Bettye LaVette has sung on Broadway, been nominated for a Grammy and performed for President Obama. On her latest album, she reinterprets songs by the likes of Led Zeppelin, The Beatles, Pink Floyd and Elton John. It's called Interpretations: The British Rock Songbook.
LaVette says she didn't grow up listening to these songs as a young woman in Detroit. Instead, she listened to the R&B predominant on black radio at the time.
"I started in 1962, and there was black radio and white radio. What black radio did was aspire to be on white radio, and I hear now that these artists from Britain, especially, were aspiring to be black artists or cover that music. They loved the music."
She has characterized her voice as more Wilson Pickett than Dionne Warwick, and says that as she's gotten older, her voice has tended even more toward a Pickett style.
"When my first recording was released in 1962, people didn't know exactly what to do with me," LaVette says. "I was cute, I was little, I was young. And then my voice wasn't quite Shirelles, Dionne Warwick. Everybody agreed that I could sing, but that was it."
Singing Songs She Loves
One of LaVette's great influences was manager Jim Lewis, whom she met in 1967. He told LaVette that one hit record could not sustain a career and advised her to learn how to be a good entertainer in the event that her records didn't sell.
"When I record now and choose my songs, I imagine myself singing them on stage," she says. "I don't imagine them being good records."
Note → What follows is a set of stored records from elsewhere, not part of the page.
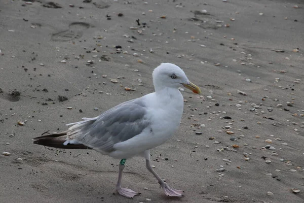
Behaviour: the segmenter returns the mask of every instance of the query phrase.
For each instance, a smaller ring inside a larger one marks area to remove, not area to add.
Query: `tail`
[[[92,149],[92,148],[76,142],[66,142],[68,130],[54,133],[33,139],[34,144],[47,147],[61,149]]]

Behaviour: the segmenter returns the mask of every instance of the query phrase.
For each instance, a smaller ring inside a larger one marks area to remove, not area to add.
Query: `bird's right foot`
[[[128,198],[133,198],[135,195],[139,195],[140,194],[133,191],[130,188],[127,187],[121,187],[117,189],[118,193],[121,195]]]

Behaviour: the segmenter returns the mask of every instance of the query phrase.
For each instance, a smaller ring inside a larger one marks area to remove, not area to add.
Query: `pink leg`
[[[140,194],[138,192],[133,191],[130,188],[122,187],[121,186],[123,171],[124,170],[124,168],[125,165],[122,165],[122,164],[120,163],[119,172],[118,174],[118,181],[117,181],[117,184],[116,184],[116,190],[121,195],[128,198],[133,198],[134,196],[139,195]]]
[[[148,171],[149,171],[154,176],[159,182],[161,187],[164,190],[165,194],[168,196],[176,196],[181,197],[184,195],[182,194],[183,191],[182,190],[179,190],[173,188],[171,188],[168,186],[164,181],[159,177],[159,176],[153,170],[151,165],[150,164],[150,151],[147,150],[144,152],[144,157],[146,159],[146,166]]]

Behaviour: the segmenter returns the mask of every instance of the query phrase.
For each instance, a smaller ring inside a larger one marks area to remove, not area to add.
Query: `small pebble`
[[[219,169],[216,169],[214,171],[215,172],[223,172],[225,171],[225,169],[224,168],[219,168]]]
[[[10,156],[11,155],[11,153],[10,152],[2,152],[2,154],[3,154],[5,156]]]
[[[273,195],[274,193],[271,192],[267,192],[267,195],[269,196]]]

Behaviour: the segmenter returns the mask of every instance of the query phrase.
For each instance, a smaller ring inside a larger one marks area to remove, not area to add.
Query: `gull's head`
[[[177,89],[183,86],[196,94],[202,93],[199,87],[189,81],[180,67],[174,64],[161,63],[154,69],[153,76],[156,91],[166,87]]]

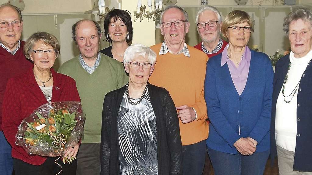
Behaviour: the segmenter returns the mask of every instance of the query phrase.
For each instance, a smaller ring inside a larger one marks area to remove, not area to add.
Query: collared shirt
[[[168,47],[167,47],[167,44],[166,44],[166,42],[164,41],[163,42],[163,44],[161,45],[161,46],[160,47],[160,51],[159,52],[159,54],[164,55],[168,52],[177,55],[183,53],[184,55],[188,57],[191,57],[190,52],[188,51],[188,46],[186,45],[186,44],[185,43],[184,43],[184,45],[183,45],[183,48],[182,49],[182,50],[177,54],[173,54],[168,48]]]
[[[81,56],[81,54],[79,55],[79,62],[80,62],[80,64],[81,65],[83,68],[83,69],[85,69],[85,70],[87,72],[90,73],[90,74],[93,73],[93,72],[95,70],[95,69],[96,68],[99,66],[100,64],[100,62],[101,61],[101,56],[100,55],[100,52],[98,53],[98,57],[96,59],[96,60],[95,60],[95,62],[94,63],[94,65],[93,65],[92,67],[89,67],[87,64],[85,63],[85,61],[83,60],[82,58],[82,56]]]
[[[223,45],[223,42],[222,41],[222,39],[221,39],[221,37],[220,37],[219,40],[219,42],[218,42],[218,45],[217,45],[217,47],[212,50],[212,51],[211,51],[211,52],[207,50],[207,49],[206,49],[206,47],[205,47],[205,45],[204,45],[204,43],[202,42],[202,49],[205,52],[205,53],[206,54],[215,54],[219,52],[220,50],[221,50],[221,49],[222,48],[222,45]]]
[[[242,93],[247,82],[247,78],[249,72],[251,53],[250,50],[246,46],[245,52],[241,56],[241,61],[237,67],[235,63],[230,59],[227,55],[227,49],[229,45],[228,44],[223,51],[221,59],[221,66],[227,63],[232,78],[232,80],[237,93],[240,96]]]
[[[17,45],[17,46],[16,47],[16,49],[15,49],[12,51],[11,51],[10,49],[7,48],[7,47],[4,45],[1,42],[0,42],[0,45],[1,45],[2,47],[5,49],[6,50],[7,50],[7,51],[9,53],[14,55],[15,54],[15,53],[16,53],[16,52],[17,51],[17,50],[18,50],[18,49],[19,49],[20,47],[21,46],[21,40],[18,41],[18,45]]]

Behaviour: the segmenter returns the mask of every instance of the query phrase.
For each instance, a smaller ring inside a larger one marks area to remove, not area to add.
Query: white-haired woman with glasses
[[[30,155],[23,148],[15,144],[15,135],[22,121],[41,105],[48,102],[80,101],[74,79],[59,73],[52,68],[60,53],[60,45],[53,35],[37,32],[27,40],[24,48],[26,58],[34,63],[33,67],[23,74],[10,79],[7,88],[2,111],[2,129],[12,146],[14,171],[16,175],[54,175],[76,174],[77,160],[64,164],[57,157]],[[75,157],[77,144],[65,151],[65,156]]]
[[[277,151],[280,175],[311,175],[312,11],[294,10],[283,26],[291,51],[275,66],[271,157]]]
[[[174,104],[165,89],[148,82],[156,61],[156,53],[141,44],[126,50],[129,83],[104,99],[101,175],[182,174]]]
[[[221,27],[229,44],[207,64],[207,144],[216,175],[263,175],[270,154],[274,73],[267,55],[247,46],[253,27],[246,12],[230,12]]]

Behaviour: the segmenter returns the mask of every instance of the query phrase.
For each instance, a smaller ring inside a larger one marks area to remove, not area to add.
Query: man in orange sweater
[[[183,174],[201,175],[209,127],[203,91],[208,57],[185,43],[188,18],[186,12],[175,5],[167,6],[162,13],[165,41],[151,47],[158,56],[149,82],[166,88],[174,102],[180,119]]]

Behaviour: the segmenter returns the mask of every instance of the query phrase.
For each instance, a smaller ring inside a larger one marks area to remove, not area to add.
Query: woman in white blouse
[[[280,175],[312,175],[312,11],[291,12],[283,26],[291,51],[275,67],[271,156],[277,150]]]

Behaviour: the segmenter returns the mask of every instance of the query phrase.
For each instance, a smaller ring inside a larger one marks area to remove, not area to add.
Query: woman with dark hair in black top
[[[114,9],[109,12],[104,21],[106,40],[112,45],[100,51],[108,56],[123,62],[124,53],[132,40],[132,25],[129,11]]]

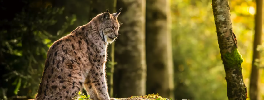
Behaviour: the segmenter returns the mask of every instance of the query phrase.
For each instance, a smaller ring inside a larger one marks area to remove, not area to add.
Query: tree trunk
[[[120,35],[115,42],[114,97],[146,93],[145,3],[143,0],[117,1],[117,7],[123,9],[118,18],[123,23]]]
[[[158,93],[173,98],[173,67],[169,1],[146,1],[146,86],[147,94]]]
[[[249,95],[250,100],[260,100],[259,95],[259,68],[260,59],[260,51],[257,50],[258,45],[261,45],[261,34],[262,34],[262,0],[256,0],[256,12],[255,15],[255,34],[253,47],[252,68],[250,75]]]
[[[226,72],[228,99],[246,100],[241,66],[243,59],[237,50],[233,32],[228,1],[212,0],[212,2],[221,58]]]

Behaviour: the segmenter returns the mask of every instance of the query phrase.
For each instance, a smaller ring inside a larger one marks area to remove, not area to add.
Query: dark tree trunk
[[[147,93],[174,98],[169,0],[146,1]]]
[[[228,99],[246,100],[241,66],[243,60],[237,50],[232,29],[228,1],[212,0],[212,2],[221,58],[226,72]]]
[[[255,15],[255,34],[253,47],[252,68],[250,75],[249,95],[250,100],[260,100],[259,95],[258,82],[260,62],[257,60],[260,59],[260,51],[257,50],[258,45],[261,45],[262,34],[262,0],[256,0],[256,12]]]
[[[117,7],[123,9],[118,18],[123,23],[120,35],[115,42],[114,97],[146,93],[145,3],[143,0],[117,1]]]

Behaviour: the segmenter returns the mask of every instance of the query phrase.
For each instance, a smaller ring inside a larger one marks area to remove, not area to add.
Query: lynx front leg
[[[90,73],[91,83],[94,86],[98,94],[98,97],[101,100],[110,99],[107,89],[104,71],[102,70],[95,70]]]
[[[84,81],[84,86],[85,89],[88,92],[88,94],[90,95],[89,99],[92,100],[99,100],[98,98],[98,94],[94,88],[94,86],[92,84],[92,82],[90,80],[90,76],[88,76],[85,79]]]

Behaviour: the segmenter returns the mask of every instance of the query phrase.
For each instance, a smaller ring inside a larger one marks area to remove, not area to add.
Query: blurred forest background
[[[113,13],[123,7],[118,18],[123,23],[121,35],[108,45],[111,96],[159,93],[174,99],[227,100],[212,2],[0,0],[0,99],[34,98],[53,42],[107,9]],[[233,0],[229,5],[248,92],[256,3]],[[263,47],[257,49],[261,57]],[[261,58],[258,61],[263,66]],[[264,99],[263,69],[259,75]]]

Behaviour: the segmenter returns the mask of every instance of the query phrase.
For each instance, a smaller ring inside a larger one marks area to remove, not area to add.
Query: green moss
[[[243,68],[241,65],[244,60],[237,48],[233,49],[231,52],[227,52],[224,54],[225,62],[228,67],[239,67],[242,72]]]
[[[128,98],[123,98],[122,99],[125,98],[144,98],[146,99],[148,99],[150,100],[166,100],[166,98],[163,98],[161,96],[159,95],[158,94],[149,94],[148,95],[146,95],[145,96],[131,96],[131,97]]]

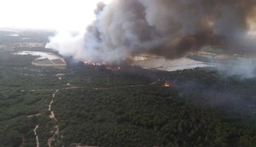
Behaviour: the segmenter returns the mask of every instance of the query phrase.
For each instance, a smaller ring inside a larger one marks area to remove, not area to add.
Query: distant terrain
[[[256,78],[15,54],[59,56],[44,48],[52,34],[0,31],[1,147],[256,146]]]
One of the songs she covers on British Rock Songbook is The Rolling Stones' "Salt of the Earth," and Stones guitarist Keith Richards has nothing but compliments for her. "When you hear a voice like Betty Lavette's," he says, "there's a sense of transportation; a certain freedom of movement and emotion."
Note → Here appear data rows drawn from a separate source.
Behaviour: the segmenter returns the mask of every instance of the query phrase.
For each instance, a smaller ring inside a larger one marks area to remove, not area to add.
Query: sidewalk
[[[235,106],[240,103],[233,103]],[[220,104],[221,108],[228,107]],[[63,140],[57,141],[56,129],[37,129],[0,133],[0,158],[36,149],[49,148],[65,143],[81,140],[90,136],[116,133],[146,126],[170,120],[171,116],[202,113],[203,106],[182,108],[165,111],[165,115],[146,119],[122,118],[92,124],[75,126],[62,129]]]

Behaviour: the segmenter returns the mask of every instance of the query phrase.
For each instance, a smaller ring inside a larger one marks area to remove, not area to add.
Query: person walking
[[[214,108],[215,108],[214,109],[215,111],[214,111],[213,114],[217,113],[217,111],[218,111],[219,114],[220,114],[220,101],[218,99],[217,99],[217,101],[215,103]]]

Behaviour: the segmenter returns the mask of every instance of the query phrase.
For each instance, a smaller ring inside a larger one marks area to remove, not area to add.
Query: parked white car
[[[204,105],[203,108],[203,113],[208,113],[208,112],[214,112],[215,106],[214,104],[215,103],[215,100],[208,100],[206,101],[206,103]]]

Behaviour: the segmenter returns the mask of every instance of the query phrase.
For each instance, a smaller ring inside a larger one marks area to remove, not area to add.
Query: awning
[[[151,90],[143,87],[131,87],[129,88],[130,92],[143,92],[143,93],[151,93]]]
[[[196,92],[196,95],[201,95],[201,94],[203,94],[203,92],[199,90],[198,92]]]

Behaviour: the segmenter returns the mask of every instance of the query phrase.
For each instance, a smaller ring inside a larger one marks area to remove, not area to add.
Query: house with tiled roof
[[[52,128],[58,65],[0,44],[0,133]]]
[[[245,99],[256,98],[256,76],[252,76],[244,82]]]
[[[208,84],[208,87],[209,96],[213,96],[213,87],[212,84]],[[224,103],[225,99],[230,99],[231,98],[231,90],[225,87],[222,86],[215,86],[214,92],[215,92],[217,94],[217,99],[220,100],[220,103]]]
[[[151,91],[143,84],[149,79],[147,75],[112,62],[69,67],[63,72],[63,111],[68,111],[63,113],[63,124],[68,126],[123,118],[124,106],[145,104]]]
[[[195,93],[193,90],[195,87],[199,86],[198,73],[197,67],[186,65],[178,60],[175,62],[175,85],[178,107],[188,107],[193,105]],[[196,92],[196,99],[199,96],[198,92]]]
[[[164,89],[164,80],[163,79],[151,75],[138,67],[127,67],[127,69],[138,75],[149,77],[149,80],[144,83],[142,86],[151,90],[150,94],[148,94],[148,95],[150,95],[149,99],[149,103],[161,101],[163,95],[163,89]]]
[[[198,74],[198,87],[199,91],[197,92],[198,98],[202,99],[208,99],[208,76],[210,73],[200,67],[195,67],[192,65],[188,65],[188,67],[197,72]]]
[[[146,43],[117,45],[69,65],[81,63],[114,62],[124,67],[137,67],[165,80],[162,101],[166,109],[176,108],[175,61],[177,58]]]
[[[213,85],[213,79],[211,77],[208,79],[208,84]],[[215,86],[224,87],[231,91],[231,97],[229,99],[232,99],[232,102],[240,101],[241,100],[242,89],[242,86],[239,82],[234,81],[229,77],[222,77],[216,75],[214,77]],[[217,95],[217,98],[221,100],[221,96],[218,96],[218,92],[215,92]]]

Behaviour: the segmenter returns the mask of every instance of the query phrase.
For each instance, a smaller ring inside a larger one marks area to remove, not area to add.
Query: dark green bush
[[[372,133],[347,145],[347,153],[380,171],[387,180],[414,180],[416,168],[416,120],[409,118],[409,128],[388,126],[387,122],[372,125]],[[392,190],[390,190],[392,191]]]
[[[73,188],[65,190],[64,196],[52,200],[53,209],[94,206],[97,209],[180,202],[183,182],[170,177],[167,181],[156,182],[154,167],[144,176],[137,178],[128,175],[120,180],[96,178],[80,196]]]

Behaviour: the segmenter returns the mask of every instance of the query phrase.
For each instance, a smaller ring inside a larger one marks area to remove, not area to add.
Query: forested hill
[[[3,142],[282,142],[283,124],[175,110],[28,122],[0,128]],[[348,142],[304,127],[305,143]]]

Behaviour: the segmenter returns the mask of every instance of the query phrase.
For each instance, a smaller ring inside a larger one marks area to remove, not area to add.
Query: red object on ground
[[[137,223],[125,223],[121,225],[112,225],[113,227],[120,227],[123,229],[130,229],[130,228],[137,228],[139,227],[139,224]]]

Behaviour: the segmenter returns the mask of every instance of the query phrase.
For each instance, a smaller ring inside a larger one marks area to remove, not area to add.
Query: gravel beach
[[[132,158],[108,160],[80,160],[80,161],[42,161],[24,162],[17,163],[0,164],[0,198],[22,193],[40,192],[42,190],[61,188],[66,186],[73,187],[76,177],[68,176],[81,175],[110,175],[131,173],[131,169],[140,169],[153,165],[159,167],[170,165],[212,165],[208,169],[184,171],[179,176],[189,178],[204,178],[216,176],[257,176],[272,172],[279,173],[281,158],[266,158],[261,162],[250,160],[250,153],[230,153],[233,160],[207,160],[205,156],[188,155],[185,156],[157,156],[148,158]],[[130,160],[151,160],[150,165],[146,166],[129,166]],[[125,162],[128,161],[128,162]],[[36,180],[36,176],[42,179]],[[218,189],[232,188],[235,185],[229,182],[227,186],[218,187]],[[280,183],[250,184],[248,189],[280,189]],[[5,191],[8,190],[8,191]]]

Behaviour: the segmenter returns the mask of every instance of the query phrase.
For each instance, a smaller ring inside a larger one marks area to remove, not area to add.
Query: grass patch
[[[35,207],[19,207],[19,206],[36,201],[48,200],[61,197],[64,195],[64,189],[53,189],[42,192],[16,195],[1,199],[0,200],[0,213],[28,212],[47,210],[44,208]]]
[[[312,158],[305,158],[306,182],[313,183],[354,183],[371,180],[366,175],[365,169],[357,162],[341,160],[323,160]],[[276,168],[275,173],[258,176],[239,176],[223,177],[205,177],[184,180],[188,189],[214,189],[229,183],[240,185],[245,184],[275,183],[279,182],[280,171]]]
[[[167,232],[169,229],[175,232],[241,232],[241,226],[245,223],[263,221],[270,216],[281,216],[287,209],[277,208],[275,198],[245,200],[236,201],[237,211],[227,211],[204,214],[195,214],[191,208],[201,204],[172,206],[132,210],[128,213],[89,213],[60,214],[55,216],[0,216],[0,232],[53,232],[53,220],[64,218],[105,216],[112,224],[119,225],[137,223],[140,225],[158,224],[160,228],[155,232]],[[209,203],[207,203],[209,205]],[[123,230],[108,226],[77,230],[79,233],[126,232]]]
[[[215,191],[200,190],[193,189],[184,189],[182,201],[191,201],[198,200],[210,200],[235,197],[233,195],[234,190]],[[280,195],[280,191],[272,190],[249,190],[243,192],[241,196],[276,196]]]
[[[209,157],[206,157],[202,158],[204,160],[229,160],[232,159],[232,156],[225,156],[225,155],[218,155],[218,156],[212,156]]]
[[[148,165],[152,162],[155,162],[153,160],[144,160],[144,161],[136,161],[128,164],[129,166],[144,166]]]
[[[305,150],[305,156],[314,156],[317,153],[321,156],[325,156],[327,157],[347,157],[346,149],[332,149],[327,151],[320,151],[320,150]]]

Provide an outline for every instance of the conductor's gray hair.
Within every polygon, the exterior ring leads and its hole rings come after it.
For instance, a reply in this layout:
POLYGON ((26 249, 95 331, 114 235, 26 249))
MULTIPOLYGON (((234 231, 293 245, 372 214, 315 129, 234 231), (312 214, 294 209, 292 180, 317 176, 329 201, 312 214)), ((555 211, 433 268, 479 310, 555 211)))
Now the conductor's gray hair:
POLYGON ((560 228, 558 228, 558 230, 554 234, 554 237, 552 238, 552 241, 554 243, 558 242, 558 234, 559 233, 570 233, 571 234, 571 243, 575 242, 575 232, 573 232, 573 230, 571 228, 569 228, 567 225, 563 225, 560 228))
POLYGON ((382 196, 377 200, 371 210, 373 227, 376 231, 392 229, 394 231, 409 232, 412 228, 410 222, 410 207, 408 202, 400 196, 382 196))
LaVette says that choosing songs to sing comes easy.
"When you hear a song that you like, you go and buy it," she says. "When I hear a song I like, I sing it. It's the exact same reaction. It's just that you do what you can about it and I do what I can do."
LaVette says she has a lot of work to do promoting British Rock Songbook -- and confronting the skeptics who don't believe bands like Led Zeppelin can be covered. Afterward, she says ,she'd like to do a one-woman show.